The sky was overcast and the air was muggy and warm, the sun just settling above the
Mule Mountains. Cattails and flowers sprouted from Sadie’s pond, and lily pads floated
on the surface. Kade and Kelsey stopped before the small waterfall that tumbled into
the pond, and water splashed over their shoes.
Kelsey knelt beside the pond. “I didn’t know goldfish grew to be that large.”
Kade squatted next to her and pointed to an almost translucent fish speckled with
bluish black. “That one and the black ones with gold stripes are Japanese koi.”

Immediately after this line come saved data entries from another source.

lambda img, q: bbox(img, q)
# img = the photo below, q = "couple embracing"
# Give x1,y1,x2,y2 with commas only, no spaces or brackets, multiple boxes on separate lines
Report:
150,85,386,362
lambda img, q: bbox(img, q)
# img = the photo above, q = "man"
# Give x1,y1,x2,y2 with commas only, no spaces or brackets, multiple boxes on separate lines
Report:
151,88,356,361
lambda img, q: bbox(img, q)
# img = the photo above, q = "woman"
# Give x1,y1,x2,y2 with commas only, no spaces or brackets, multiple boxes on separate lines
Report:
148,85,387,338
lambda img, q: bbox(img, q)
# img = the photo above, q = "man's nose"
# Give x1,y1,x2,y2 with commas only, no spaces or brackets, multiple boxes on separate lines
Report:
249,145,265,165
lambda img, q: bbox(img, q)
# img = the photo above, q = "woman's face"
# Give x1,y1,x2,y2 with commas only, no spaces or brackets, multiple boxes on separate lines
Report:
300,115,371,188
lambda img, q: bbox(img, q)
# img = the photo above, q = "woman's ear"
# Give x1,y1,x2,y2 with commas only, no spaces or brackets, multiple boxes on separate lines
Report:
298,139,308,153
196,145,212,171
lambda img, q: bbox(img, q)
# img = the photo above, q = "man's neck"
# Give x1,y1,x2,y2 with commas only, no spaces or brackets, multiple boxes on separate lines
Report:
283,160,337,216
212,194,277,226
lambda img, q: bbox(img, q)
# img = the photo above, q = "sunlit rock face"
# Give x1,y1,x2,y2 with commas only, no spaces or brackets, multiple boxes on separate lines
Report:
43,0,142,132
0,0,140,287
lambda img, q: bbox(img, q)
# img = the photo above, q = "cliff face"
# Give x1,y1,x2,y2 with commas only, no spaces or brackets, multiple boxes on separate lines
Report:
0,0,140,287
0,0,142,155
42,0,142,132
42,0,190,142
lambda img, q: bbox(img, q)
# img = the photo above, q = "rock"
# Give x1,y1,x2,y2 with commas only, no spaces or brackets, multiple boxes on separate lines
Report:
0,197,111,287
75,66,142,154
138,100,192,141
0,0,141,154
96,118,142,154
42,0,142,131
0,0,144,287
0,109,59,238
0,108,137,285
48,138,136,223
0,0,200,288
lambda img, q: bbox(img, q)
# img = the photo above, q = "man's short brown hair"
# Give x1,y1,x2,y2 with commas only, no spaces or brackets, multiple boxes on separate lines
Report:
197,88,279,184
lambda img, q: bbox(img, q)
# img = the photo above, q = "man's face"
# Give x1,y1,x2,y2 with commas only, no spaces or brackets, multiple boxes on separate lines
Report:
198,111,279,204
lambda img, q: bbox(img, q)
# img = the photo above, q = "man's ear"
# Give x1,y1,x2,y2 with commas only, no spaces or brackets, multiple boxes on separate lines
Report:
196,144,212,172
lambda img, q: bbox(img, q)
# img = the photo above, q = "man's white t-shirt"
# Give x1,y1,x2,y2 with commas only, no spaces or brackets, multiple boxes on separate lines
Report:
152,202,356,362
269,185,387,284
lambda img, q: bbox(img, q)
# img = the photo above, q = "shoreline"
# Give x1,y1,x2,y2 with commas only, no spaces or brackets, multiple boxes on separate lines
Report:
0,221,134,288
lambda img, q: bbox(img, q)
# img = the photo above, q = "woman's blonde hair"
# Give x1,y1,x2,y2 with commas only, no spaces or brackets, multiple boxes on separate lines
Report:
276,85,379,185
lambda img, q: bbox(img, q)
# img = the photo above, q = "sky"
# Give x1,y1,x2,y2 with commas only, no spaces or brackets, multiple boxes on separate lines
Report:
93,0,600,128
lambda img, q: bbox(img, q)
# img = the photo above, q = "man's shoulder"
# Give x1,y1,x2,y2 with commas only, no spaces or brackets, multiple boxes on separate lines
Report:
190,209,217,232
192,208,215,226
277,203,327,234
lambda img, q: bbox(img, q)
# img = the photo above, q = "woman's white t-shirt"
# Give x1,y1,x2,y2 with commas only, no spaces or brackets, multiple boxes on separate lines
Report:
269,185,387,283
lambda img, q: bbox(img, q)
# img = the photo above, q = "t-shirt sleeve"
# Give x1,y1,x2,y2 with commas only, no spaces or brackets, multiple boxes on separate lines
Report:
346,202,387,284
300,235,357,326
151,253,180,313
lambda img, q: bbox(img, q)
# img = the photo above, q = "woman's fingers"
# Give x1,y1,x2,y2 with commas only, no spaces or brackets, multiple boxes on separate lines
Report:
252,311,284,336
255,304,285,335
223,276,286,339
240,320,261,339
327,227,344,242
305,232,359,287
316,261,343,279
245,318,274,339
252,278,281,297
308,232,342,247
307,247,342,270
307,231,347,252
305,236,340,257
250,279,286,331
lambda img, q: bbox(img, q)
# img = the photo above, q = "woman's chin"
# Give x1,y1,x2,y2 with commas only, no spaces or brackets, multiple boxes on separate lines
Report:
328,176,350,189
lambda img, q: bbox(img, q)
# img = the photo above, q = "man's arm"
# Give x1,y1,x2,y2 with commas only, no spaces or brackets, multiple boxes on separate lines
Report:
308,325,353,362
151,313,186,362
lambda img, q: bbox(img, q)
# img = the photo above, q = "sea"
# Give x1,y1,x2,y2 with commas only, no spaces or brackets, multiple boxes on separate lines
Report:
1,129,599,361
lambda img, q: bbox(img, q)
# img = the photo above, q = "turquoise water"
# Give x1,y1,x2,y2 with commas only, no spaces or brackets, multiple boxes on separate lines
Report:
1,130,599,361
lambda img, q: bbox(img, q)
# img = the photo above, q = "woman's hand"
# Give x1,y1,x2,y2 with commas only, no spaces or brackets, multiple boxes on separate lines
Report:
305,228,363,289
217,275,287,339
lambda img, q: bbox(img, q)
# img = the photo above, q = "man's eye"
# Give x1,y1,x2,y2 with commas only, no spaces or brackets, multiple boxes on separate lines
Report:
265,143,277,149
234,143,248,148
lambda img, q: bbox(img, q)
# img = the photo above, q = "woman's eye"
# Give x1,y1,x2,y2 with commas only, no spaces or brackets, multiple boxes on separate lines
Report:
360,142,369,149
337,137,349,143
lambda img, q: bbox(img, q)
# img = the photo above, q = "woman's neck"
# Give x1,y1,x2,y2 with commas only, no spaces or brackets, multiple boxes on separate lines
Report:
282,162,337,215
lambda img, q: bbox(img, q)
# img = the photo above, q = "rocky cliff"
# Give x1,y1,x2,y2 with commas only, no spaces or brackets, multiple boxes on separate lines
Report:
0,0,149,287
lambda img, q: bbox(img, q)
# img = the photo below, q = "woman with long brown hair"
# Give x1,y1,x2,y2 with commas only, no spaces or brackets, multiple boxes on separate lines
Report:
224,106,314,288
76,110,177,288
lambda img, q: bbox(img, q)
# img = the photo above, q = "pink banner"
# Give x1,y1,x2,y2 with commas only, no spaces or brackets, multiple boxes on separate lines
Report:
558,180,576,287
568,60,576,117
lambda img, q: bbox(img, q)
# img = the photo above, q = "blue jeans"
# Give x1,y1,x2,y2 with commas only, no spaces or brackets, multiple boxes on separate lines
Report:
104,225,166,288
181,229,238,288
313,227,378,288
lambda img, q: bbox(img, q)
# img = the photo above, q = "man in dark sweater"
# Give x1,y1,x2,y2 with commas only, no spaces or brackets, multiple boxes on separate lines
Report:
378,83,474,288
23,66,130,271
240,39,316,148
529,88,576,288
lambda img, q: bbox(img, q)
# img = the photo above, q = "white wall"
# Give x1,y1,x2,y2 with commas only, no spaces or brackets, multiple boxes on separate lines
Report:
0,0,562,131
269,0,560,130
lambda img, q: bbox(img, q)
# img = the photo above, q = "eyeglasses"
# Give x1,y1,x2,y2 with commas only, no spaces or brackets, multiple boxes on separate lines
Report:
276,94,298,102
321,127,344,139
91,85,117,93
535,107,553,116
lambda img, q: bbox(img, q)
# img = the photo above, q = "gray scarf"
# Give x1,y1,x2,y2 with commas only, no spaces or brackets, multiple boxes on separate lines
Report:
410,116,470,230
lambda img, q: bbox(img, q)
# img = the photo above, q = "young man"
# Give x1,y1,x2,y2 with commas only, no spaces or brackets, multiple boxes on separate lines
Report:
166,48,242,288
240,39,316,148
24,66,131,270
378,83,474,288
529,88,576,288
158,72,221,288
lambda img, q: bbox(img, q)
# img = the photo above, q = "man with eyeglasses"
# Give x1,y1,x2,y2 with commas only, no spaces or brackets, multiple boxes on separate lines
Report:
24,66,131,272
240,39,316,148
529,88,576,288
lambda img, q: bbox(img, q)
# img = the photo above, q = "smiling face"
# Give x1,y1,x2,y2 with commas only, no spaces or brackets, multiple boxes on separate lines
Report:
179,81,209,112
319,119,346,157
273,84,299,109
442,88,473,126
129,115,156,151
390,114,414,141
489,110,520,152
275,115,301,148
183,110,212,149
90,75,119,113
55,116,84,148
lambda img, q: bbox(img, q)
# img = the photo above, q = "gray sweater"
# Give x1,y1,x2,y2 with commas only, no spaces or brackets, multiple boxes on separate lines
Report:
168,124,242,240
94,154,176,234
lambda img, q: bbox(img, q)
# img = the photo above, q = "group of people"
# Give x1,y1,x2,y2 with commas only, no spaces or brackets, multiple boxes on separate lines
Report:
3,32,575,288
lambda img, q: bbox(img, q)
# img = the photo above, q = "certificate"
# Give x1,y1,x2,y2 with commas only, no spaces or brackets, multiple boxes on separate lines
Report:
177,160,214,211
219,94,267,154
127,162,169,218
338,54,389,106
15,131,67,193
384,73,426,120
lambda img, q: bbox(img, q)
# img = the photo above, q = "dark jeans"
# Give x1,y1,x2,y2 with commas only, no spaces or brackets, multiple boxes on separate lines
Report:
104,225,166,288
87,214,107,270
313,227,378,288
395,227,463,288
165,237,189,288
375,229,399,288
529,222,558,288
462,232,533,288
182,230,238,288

“This is all gorgeous.” She took a deep breath and sighed. “I love it here on the
ranch. So relaxing and peaceful. What a difference from living in the city.”
With his head cocked to one side, Kade studied her. All he could think of was how
much he’d wanted her from the time he caught her watching him in the airport. This
wasn’t a woman to simply enjoy sex with. This was a woman to spend a lifetime with.
“Think a city girl like you could get used to living in the country?” he asked.
“Who knows.” Kelsey seemed oblivious to the desire that burned beneath his words,
beneath his skin. She shrugged and stood. “I’ve only been here a few days, but I think
I could easily fall in love with this part of the world. Although I’d probably miss
shopping in the Embarcadero and going to my favorite little place near the wharf for
clam chowder and sourdough bread.” She ran her tongue along her lower lip, and he
had to restrain himself to keep from leaning over and kissing her.